The choice made by the Septuagint’s translators was not to adopt this method, which would have given them five volumes with the Greek names of En Arkhei, Onomata, Kai Anakaleisei, En Te Eremo and Logoi. Rather, they gave each book a descriptive title based on its contents or on a part of them. And so Bereshit, which begins with the origins of the human race, was called by them Genesis, “origin” or “descent.” Shemot, which tells of Israel’s bondage in Egypt and release from it, became Exodos, “Going Out.” Vayikra was Levitikon, because it deals with the laws of the priests from the tribe of Levi. Bamidbar, several chapters of which concerned Moses’ census of the tribes of Israel, was Arithmoi, “Numbers.” And last, Devarim, though the fifth book, was named, for reasons I will get back to, Deuteronomion, from deutero, “second,” and nomos, “law.”

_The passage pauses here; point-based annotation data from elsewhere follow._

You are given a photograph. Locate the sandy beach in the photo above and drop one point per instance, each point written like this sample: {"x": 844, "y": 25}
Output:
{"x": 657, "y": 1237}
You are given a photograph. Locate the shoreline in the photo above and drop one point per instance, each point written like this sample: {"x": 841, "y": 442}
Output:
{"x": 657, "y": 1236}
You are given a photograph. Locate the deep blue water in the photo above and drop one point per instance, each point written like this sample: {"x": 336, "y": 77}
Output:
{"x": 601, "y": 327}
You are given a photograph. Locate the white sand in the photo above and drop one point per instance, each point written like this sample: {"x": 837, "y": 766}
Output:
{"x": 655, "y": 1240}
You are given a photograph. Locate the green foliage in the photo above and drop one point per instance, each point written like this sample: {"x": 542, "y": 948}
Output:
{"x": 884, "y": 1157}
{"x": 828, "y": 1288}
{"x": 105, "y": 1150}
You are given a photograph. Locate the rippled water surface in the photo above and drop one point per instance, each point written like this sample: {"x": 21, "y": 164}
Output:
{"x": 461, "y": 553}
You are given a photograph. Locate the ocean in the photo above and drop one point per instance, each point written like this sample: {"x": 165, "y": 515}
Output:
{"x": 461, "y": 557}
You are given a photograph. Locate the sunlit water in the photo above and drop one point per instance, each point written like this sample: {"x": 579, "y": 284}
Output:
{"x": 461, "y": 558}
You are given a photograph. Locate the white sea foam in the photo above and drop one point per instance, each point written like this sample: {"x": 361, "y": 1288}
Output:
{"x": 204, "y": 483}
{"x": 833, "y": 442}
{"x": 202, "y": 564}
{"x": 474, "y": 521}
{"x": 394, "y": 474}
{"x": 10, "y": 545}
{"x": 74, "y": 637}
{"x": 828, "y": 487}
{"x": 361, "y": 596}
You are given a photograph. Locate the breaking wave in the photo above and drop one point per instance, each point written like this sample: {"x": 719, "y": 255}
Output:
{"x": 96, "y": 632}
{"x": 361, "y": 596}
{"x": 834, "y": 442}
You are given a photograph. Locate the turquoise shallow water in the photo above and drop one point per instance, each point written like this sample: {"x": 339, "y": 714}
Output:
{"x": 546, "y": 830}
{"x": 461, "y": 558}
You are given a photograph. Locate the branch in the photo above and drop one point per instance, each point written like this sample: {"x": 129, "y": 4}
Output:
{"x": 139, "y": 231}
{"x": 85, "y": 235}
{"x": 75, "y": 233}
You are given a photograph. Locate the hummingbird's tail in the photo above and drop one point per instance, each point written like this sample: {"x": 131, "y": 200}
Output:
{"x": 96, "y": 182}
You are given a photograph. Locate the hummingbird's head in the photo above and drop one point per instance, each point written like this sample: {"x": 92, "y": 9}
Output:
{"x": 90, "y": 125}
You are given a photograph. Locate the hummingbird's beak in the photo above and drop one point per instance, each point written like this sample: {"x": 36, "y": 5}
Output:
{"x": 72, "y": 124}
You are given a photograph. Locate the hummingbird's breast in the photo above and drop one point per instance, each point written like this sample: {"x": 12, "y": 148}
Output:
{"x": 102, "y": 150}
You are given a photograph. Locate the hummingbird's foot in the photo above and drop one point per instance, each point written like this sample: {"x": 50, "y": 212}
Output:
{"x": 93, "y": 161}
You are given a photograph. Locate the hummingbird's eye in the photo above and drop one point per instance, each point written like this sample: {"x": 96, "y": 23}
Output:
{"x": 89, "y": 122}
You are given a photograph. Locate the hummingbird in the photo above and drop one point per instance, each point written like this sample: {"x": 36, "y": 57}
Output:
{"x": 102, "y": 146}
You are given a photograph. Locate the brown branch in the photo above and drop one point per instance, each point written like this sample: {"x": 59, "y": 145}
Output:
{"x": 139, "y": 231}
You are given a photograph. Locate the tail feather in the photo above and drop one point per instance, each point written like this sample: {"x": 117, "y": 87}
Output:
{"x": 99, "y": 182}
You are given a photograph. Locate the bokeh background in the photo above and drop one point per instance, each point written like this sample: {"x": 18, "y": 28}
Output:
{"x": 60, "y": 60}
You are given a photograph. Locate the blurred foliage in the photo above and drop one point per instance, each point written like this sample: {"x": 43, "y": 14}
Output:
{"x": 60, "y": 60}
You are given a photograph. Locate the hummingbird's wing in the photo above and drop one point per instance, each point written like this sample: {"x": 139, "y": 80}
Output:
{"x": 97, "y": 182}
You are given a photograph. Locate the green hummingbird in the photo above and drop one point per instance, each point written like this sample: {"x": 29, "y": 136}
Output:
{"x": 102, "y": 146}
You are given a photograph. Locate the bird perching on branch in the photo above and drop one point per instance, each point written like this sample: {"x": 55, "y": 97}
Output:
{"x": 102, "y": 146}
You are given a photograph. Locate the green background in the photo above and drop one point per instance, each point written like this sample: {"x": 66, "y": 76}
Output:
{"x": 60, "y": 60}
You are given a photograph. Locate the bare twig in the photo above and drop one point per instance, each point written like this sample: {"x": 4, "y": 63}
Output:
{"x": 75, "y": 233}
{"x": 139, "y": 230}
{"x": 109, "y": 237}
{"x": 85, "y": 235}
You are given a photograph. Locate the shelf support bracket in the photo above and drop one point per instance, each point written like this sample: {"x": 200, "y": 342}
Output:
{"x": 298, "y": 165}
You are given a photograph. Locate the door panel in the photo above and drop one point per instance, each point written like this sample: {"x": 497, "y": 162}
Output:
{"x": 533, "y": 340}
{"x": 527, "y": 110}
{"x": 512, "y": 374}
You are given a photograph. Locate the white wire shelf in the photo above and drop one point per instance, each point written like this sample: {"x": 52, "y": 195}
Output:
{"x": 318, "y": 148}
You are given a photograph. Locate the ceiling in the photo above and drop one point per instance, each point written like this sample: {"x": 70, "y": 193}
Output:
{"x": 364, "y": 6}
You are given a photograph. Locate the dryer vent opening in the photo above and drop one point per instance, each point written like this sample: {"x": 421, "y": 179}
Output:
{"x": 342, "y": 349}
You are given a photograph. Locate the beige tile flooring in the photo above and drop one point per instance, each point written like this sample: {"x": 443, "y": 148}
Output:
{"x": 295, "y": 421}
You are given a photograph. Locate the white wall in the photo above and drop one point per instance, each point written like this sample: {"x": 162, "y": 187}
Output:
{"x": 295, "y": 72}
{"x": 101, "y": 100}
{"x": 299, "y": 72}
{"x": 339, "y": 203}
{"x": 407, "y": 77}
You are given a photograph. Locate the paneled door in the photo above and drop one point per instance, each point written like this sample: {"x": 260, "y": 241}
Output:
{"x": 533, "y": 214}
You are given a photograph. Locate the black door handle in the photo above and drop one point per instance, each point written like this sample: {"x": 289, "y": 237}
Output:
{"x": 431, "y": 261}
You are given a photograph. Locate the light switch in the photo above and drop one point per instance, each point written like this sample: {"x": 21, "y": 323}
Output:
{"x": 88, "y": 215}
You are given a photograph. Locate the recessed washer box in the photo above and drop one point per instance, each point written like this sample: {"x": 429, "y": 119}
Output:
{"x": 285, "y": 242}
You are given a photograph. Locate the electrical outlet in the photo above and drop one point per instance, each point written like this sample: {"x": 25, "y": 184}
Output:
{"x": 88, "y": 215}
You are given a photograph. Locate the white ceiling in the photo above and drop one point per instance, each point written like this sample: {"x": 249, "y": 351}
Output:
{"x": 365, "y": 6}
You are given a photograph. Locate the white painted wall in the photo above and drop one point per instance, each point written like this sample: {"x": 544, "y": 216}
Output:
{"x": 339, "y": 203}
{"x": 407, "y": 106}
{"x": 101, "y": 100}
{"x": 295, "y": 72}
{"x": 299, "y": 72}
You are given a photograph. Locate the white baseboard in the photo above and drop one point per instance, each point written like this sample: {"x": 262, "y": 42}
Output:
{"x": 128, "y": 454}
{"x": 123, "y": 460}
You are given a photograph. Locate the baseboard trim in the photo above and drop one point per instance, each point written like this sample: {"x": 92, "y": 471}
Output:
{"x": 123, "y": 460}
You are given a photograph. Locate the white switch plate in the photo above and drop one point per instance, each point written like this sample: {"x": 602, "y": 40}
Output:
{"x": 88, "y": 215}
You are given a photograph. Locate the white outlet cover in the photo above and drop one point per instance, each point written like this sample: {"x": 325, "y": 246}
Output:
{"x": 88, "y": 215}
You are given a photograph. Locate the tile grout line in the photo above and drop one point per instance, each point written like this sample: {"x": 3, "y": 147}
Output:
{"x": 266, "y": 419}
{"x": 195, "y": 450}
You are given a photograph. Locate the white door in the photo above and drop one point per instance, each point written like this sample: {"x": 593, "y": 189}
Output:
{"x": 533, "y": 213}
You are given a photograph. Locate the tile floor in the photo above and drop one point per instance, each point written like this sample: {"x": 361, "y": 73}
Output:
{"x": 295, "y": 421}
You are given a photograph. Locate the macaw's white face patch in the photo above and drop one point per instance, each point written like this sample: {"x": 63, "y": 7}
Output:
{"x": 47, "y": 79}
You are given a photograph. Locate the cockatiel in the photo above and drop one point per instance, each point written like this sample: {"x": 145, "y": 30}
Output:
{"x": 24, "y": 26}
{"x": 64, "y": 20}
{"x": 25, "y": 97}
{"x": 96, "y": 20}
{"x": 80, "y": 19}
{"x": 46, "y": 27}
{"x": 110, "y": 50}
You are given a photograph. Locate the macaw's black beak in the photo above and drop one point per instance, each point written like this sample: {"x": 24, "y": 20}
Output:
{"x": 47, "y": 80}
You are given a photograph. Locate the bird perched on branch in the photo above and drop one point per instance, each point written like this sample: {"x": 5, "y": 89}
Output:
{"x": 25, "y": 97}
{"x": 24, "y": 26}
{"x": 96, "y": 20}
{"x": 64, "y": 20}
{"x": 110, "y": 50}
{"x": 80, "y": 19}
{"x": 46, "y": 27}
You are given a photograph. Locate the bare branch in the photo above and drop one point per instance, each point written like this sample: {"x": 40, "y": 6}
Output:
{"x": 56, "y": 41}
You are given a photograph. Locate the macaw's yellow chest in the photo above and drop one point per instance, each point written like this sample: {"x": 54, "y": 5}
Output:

I don’t know why, but when the Christian church father Jerome rendered the Bible into the Latin version known as “the Vulgate” (from Latin vulgata editio, “the popular [i.e., readable by the general public] edition”), he kept unchanged, except for their grammatical endings, all the Greek names of the books of the Pentateuch except for Arithmoi, which he translated by its Latin equivalent of Numerorum, “Of Numbers.” Whatever his reasoning was, however, English followed him, keeping the Greek names for the first, second, third and fifth book of the Pentateuch and translating the fourth book as “Numbers.” French, which has Genèse, Exode, Lévitique, Nombres and Deutéronome, did the same, while Martin Luther’s German Bible has simply Das erste Buch Mose (“The First Book of Moses”), Das zweite Buch Mose (“The Second Book of Moses”) and so forth. Russian, on the other hand, translated the names of all the books, giving us B’it, Yeskhod, Levit, Chesla and Vtorozakonye, from vtoro, “second,” and zakon, “law,” like Greek Deuteronomion.
And why was the last book of the Pentateuch called “the second law” by the Septuagint? The reason is that, in ancient rabbinic sources, too, we find Deuteronomy called not only Devarim but also Mishneh Torah, based on the verse in Deuteronomy 17:18 that tells us, in describing the duties of a future king of Israel: “And it shall be, when he sits on the throne of his kingdom, that he shall write for himself a [second] copy of this law [mishneh ha-torah ha-zot] in a book, according to that [i.e., the original copy] which belongs to the priests of Levi.”
Biblical scholars have long considered this a reference to the story in Kings II about how, in the days of the seventh-century BCE monotheistic reformer King Josiah, a “book of the Law,” apparently Deuteronomy, was “found” (or, as the case may be, newly composed) in the Temple by the high priest Hilkiah and brought to the king, who then read it aloud to his subjects. Deuteronomy, the fifth book of Moses, was thus a kind of second part to the Pentateuch — and indeed, the word mishneh, translated in Deuteronomy 17:18 as “copy,” can also mean “second to.” Hence, the Septuagint’s “second law,” which, like Genesis, Exodus, Leviticus and Numbers, has had different fates in the different languages Mr. Hirshbein asks about.